The company said that the operating-profit growth goal specified today refers to earnings before interest, tax, depreciation, amortization and rentals, a measure not mentioned in recent statements. It's also targeting adjusted net debt equal to less than 2.5 of operating profit by 2017.

The targets are part of a wider plan dubbed Perform 2020, which follows on from the Transform 2015 strategy that made progress is lowering debt and slashing costs, partly through thousands of job cuts.

The new plan, while positive, "looks more evolutionary" Rob Byde, an analyst at Cantor Fitzgerald in London who rates Air France-KLM "hold," wrote in a note, adding: "The key element missing is a headline profit target or range."

EasyJet, Ryanair

De Juniac is seeking to turn historically money-losing short-haul operations profitable while fending of the challenge of discount specialists led by EasyJet Plc and Ryanair Holdings Plc. Today's moves follows Lufthansa's strategy of backing short-haul flights away from its Frankfurt and Munich hubs into the Germanwings low-cost division.

The transfer of flights to no-frills units should bring down fixed costs and ultimately allow airlines to apply a low pay scale while for so-called point-to-point services that don't feed passengers onto lucrative long-haul flights.

Air France's pilot unions are planning a strike from Sept. 15 through Sept. 18 to protest the plan, arguing that flight crew should get the same wages throughout the company. Lufthansa has already been gripped by a series of walkouts at its mainline business and at Germanwings over the changes there.

Transavia, which will aim to post an operating profit by 2018, had 30 aircraft based in the Netherlands and 11 in France at the end of 2013, according to the Air France-KLM website, serving medium-haul leisure passengers and tour operators.

The Dutch arm currently serves more than 90 destinations around the Mediterranean rim from Amsterdam, Eindhoven and Rotterdam, while the French business offers more than 30 routes from Paris Orly. The division employs about 2,050 people.

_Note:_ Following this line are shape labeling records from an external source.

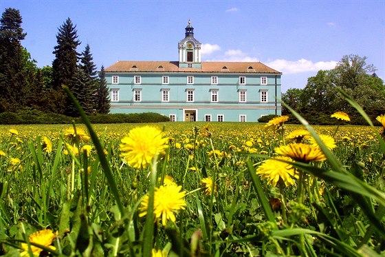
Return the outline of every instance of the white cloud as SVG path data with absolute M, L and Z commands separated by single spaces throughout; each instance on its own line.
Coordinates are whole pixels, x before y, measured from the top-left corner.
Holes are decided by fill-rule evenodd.
M 230 8 L 226 10 L 226 12 L 238 12 L 239 9 L 236 7 L 233 7 L 232 8 Z
M 221 47 L 217 44 L 202 43 L 201 45 L 201 54 L 202 55 L 208 55 L 213 52 L 219 51 L 220 50 Z
M 307 72 L 318 72 L 320 70 L 331 70 L 336 68 L 337 63 L 338 62 L 336 61 L 318 61 L 314 63 L 311 61 L 301 59 L 295 61 L 276 59 L 269 61 L 265 64 L 284 74 L 295 74 Z
M 216 56 L 206 61 L 258 61 L 258 59 L 248 56 L 239 49 L 230 49 L 225 52 L 224 55 Z

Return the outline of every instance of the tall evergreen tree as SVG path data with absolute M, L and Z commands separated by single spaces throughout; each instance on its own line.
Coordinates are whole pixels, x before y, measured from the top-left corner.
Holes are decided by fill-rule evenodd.
M 78 68 L 79 54 L 76 48 L 80 44 L 78 40 L 76 25 L 67 18 L 59 28 L 56 35 L 58 45 L 54 47 L 53 54 L 55 59 L 52 62 L 54 85 L 60 88 L 63 84 L 71 88 L 71 82 Z
M 95 112 L 98 106 L 98 72 L 93 59 L 89 45 L 87 44 L 85 50 L 82 52 L 80 69 L 87 78 L 84 81 L 83 86 L 85 88 L 81 90 L 84 95 L 79 96 L 79 99 L 83 99 L 84 103 L 80 102 L 80 104 L 87 106 L 89 113 Z
M 98 90 L 98 108 L 97 112 L 100 114 L 108 114 L 110 108 L 110 99 L 106 80 L 104 67 L 102 65 L 99 73 L 99 88 Z
M 23 48 L 26 34 L 19 10 L 6 8 L 0 19 L 0 112 L 14 111 L 25 105 Z
M 69 106 L 72 104 L 71 100 L 65 96 L 61 85 L 65 85 L 72 90 L 73 83 L 76 81 L 75 74 L 78 70 L 78 59 L 79 54 L 76 48 L 80 44 L 78 40 L 76 26 L 72 23 L 69 18 L 59 28 L 56 35 L 58 45 L 54 47 L 53 53 L 55 59 L 52 62 L 52 72 L 54 77 L 54 89 L 57 92 L 54 94 L 58 99 L 63 99 L 64 103 L 58 103 L 59 106 Z M 60 94 L 63 94 L 63 97 Z M 62 110 L 60 113 L 69 114 L 72 113 L 69 110 Z

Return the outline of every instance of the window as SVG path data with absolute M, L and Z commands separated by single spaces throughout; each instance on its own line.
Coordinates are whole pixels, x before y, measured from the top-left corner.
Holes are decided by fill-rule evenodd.
M 113 84 L 118 84 L 119 83 L 119 76 L 112 76 L 112 83 Z
M 170 101 L 169 95 L 170 95 L 170 90 L 164 88 L 162 90 L 162 102 L 168 102 Z
M 119 90 L 111 90 L 111 101 L 119 101 Z
M 218 76 L 211 76 L 211 83 L 212 84 L 218 84 Z
M 187 51 L 187 61 L 192 61 L 192 51 Z
M 135 89 L 133 90 L 133 101 L 140 102 L 142 101 L 142 90 Z
M 177 121 L 177 115 L 175 114 L 170 114 L 168 118 L 170 118 L 170 121 Z
M 187 101 L 194 101 L 194 90 L 187 90 Z
M 246 77 L 241 76 L 239 77 L 239 85 L 246 85 Z
M 239 90 L 239 102 L 246 102 L 246 90 Z
M 267 85 L 267 77 L 261 76 L 261 85 Z
M 267 90 L 261 90 L 261 102 L 267 103 Z
M 194 83 L 194 76 L 187 76 L 187 83 L 188 84 Z
M 140 84 L 141 82 L 140 76 L 135 76 L 133 79 L 133 81 L 135 84 Z
M 218 90 L 210 90 L 211 91 L 211 101 L 218 101 Z
M 163 76 L 162 78 L 162 84 L 168 84 L 168 76 Z

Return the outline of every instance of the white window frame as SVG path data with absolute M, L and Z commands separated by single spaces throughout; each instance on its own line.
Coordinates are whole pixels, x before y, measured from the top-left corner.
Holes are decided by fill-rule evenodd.
M 211 85 L 218 85 L 218 76 L 211 76 Z
M 119 84 L 119 76 L 113 76 L 111 84 Z
M 246 85 L 245 76 L 239 76 L 239 85 Z
M 116 88 L 112 88 L 111 90 L 111 102 L 118 102 L 119 101 L 119 90 Z
M 267 77 L 261 76 L 261 85 L 267 85 Z
M 269 101 L 269 90 L 261 90 L 259 91 L 259 97 L 261 103 L 267 103 Z
M 188 84 L 194 83 L 194 76 L 187 76 L 187 83 Z
M 186 102 L 189 102 L 189 103 L 194 102 L 195 94 L 194 93 L 194 92 L 195 92 L 194 89 L 189 88 L 189 89 L 186 90 Z
M 139 75 L 135 75 L 133 76 L 133 83 L 140 84 L 142 83 L 142 77 Z
M 163 76 L 162 77 L 162 84 L 168 84 L 169 79 L 170 79 L 170 78 L 168 77 L 168 76 Z
M 239 114 L 239 122 L 246 122 L 247 121 L 246 114 Z
M 206 122 L 210 122 L 212 119 L 211 119 L 211 114 L 205 114 L 204 116 L 204 121 Z
M 242 99 L 242 94 L 244 94 L 244 98 L 245 99 L 243 100 Z M 248 101 L 248 91 L 247 90 L 239 90 L 239 103 L 246 103 Z
M 137 96 L 138 97 L 137 97 Z M 139 98 L 139 99 L 138 99 L 138 98 Z M 133 101 L 134 102 L 142 101 L 142 88 L 135 88 L 133 90 Z
M 177 121 L 177 114 L 169 114 L 170 121 Z
M 218 103 L 219 101 L 219 90 L 210 90 L 210 99 L 212 103 Z
M 162 88 L 162 102 L 169 102 L 170 101 L 170 89 L 169 88 Z

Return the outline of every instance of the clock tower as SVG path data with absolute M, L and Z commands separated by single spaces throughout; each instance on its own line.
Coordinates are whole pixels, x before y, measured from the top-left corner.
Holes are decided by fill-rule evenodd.
M 191 21 L 188 20 L 188 25 L 186 27 L 185 37 L 178 43 L 179 51 L 179 68 L 201 68 L 201 43 L 194 38 L 194 28 Z

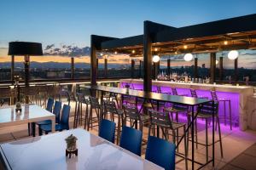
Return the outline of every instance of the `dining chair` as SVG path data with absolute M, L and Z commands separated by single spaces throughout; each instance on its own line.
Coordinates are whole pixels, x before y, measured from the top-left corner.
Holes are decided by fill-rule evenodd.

Transavia will also add new bases in other European countries, while passenger growth at Air France-KLM's hub operations will be limited to between 1 percent and 1.5 percent per year through 2017.

Air France is also reconstructing its cargo business, saying last week that the specialist freighter fleet will be trimmed to five planes by the end of 2016 from 14 at the end of last year with the aim of eliminating losses by 2017.